Освежи ему память о теткиной щедрости — телефон, ящик-пульверизатор
с дулом — со стен ее молодости, стреляющий красной москвой рыданий. Ныне
буря выпущена — из пузыря с бронхитом, что сверкнул за пазухой у Шута —
и ловко ею прихвачен, ах, ученицы чародея... А после сочится ее собственный
малосольный плач о надрывистой штопке на спине интервента: узелковом послании
— снова лопнуло!
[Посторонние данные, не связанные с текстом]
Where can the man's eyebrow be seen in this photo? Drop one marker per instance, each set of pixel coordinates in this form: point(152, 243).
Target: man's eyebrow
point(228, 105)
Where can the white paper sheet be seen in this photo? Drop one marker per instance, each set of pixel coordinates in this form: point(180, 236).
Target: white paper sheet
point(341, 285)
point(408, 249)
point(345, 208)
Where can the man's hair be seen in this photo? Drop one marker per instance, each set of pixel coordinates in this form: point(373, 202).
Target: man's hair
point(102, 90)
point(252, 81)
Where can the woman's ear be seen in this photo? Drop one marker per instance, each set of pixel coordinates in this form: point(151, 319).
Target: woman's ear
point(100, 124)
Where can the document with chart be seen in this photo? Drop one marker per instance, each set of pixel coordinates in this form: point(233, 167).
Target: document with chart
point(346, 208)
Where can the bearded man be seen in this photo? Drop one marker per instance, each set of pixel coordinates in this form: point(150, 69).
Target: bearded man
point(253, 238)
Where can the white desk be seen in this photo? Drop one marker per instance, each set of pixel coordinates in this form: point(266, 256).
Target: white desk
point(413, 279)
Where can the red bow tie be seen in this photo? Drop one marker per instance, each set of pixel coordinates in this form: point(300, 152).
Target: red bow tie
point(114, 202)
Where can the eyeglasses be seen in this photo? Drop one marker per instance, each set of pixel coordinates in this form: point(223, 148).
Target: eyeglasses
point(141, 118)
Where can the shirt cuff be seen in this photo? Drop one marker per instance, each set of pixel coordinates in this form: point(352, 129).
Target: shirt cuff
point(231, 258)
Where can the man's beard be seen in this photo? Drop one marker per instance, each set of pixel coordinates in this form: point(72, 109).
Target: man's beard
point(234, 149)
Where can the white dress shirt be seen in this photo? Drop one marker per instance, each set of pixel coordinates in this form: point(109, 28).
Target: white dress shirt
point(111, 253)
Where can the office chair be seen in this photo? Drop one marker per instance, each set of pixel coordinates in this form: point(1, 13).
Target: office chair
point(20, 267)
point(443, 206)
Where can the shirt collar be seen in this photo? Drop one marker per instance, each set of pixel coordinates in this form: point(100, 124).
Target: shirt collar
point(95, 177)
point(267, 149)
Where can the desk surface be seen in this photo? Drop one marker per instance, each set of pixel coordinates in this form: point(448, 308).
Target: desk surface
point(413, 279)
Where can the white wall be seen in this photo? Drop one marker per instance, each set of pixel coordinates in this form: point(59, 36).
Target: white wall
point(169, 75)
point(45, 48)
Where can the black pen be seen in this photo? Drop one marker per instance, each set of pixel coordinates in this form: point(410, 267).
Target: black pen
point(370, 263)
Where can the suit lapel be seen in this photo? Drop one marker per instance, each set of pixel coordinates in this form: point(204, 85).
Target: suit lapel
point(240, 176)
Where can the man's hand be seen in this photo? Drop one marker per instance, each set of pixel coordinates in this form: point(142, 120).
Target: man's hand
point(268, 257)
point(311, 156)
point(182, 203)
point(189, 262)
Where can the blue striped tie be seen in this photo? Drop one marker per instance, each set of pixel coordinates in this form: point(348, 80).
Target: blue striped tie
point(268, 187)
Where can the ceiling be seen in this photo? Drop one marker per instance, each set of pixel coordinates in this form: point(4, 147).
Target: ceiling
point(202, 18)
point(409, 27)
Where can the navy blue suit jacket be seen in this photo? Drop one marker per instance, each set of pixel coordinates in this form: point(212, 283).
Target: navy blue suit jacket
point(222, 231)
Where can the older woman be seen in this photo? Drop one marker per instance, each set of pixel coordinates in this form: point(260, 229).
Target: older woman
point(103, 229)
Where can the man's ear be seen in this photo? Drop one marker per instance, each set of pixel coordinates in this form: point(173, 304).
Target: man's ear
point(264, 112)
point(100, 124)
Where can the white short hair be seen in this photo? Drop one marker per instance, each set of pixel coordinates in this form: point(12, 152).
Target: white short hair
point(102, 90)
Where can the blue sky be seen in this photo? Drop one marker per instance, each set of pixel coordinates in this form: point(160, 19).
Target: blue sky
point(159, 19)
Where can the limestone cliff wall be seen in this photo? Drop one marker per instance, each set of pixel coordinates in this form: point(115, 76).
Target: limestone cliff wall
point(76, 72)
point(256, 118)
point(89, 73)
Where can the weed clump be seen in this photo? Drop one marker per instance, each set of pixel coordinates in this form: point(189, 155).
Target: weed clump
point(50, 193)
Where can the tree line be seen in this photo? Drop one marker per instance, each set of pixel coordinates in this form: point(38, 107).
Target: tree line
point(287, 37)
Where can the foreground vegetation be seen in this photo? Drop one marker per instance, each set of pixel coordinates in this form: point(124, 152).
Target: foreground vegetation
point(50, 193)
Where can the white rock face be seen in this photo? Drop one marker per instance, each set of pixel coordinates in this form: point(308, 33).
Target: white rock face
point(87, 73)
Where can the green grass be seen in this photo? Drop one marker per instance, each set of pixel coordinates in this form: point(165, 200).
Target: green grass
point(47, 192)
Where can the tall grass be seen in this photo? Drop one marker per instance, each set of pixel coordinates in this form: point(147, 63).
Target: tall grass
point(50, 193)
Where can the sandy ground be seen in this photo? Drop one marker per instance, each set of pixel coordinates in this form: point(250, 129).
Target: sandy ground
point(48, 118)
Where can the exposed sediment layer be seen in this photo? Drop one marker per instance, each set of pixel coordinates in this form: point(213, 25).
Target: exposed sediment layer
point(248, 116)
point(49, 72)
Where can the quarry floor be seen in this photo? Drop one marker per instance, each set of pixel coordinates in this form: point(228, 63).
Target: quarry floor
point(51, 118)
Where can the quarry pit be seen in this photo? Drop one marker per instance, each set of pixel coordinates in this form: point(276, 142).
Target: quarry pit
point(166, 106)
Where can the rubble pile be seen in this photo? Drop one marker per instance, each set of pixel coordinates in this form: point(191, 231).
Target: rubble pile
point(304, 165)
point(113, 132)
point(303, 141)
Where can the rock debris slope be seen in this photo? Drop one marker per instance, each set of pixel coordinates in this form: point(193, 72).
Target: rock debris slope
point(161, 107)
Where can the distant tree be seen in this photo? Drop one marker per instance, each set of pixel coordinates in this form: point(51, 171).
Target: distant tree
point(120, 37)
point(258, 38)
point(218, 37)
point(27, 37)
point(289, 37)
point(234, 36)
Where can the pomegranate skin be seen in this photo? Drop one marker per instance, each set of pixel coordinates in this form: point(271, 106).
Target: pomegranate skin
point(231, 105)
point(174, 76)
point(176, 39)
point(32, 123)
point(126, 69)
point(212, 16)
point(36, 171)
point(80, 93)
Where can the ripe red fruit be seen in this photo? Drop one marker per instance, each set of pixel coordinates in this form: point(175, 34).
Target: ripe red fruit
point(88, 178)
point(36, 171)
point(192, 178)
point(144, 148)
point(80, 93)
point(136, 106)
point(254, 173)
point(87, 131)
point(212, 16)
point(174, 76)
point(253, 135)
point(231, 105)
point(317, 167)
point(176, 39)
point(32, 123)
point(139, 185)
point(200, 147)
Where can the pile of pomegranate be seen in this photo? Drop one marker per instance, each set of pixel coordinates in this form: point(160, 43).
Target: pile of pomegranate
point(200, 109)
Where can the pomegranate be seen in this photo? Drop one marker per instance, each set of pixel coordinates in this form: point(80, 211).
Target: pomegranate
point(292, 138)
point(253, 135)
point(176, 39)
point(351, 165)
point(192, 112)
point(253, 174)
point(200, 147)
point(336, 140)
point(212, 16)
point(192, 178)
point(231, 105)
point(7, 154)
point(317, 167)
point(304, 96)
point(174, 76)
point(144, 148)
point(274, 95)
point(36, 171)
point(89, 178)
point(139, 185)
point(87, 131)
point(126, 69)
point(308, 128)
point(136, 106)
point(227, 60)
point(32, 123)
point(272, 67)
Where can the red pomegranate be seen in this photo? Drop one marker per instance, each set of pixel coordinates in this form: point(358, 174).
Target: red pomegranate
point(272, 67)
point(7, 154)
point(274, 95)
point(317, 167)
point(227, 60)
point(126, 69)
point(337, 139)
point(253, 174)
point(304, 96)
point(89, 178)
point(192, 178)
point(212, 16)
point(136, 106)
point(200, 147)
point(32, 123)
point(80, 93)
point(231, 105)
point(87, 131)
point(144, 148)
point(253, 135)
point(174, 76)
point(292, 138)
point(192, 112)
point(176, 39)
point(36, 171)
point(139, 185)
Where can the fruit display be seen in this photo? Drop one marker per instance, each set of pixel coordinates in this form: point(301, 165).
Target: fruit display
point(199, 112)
Зацепилось за вехи большой дороги, за черные банты матраца
в госпитале "Бойцовские фазаны"... чертов петушник, как ему вызвездило
крылья — на прожженной небом большой дороге... чертовы сиводушки — битый
хохотом плач и бронхит с фазаньим пером!
И вельзевул-ветер взвивает старую Генриетту и нового пилигрима, взятого
напрокат — в субботний автобус-соковыжималку. Там, пред бежавшим из города
в розыск госпиталем — торжества земледелия в зачастивших рысью решетках,
отрешенно парящих — на железных кошках, прикованных ухом — к кистям глициний.
И половина плющенных пассажиров — в папахах ведер с плющом — мчатся под
великие кроны, к массированному налету плодов и несущимся из земли торпедам...
опять военные глупости! К цепкохвостым, жаропрочным фантомам, проходящим
сады на бреющем полете, и к порфирным инфантам-клубничкам, к карапузам-крепышам
— трущейся о хозяйский башмак златой овощи, клубящей хвостом...
А задняя половина дилижанса поспевает — к вечной зелени кислородных
подушек, к мускусам лекарств — и к бинтам-мокрохвосткам и прочим красильням...
И к зубовному скрежету — фонограмме со съемки плодов, наставляющих деревьям
— рога... А подщипанные женушки — половины бойцовской птицы, запеченной
на собственных лопатках, скачут — к торжествам скотоводства.
Ау, тетя Генриетта, почему мы-то с вами вдруг не вписаны — в первые?
И не нам брать челом на таран — снижающиеся авиетки и набрасываться на
амбразуры, мечущие — очередями ягод и впиваться в амброзии... И не мы устремимся
из стремени — в объятья яблонь, в сизокрылые стаи виноградников и, токуя
в высоковольтных травах, простим грехопадение яблок...
Почему вместо этих чувственных опытов веселый ветер метет нас по госпитальному
плацу, усеянному йодной ватой облаков — или луж? И корчует наши одежки
— не сверкнут ли крючья, веревки, ледорубы и подсумки с мышьяком? И швыряет
нам в лица ржавый сосновый шприц. Гаер-ветер свергает петли числа — с завешенных
без Фемиды... завешенных былыми дождями окон и с неверных дверей, гонит
пагинацию панелей и ферм — здесь уловлены номером все святыни! Чтоб их
кто-то вдохнул — и не выдохнул, как инфекцию — эти нечистоплотные птичники!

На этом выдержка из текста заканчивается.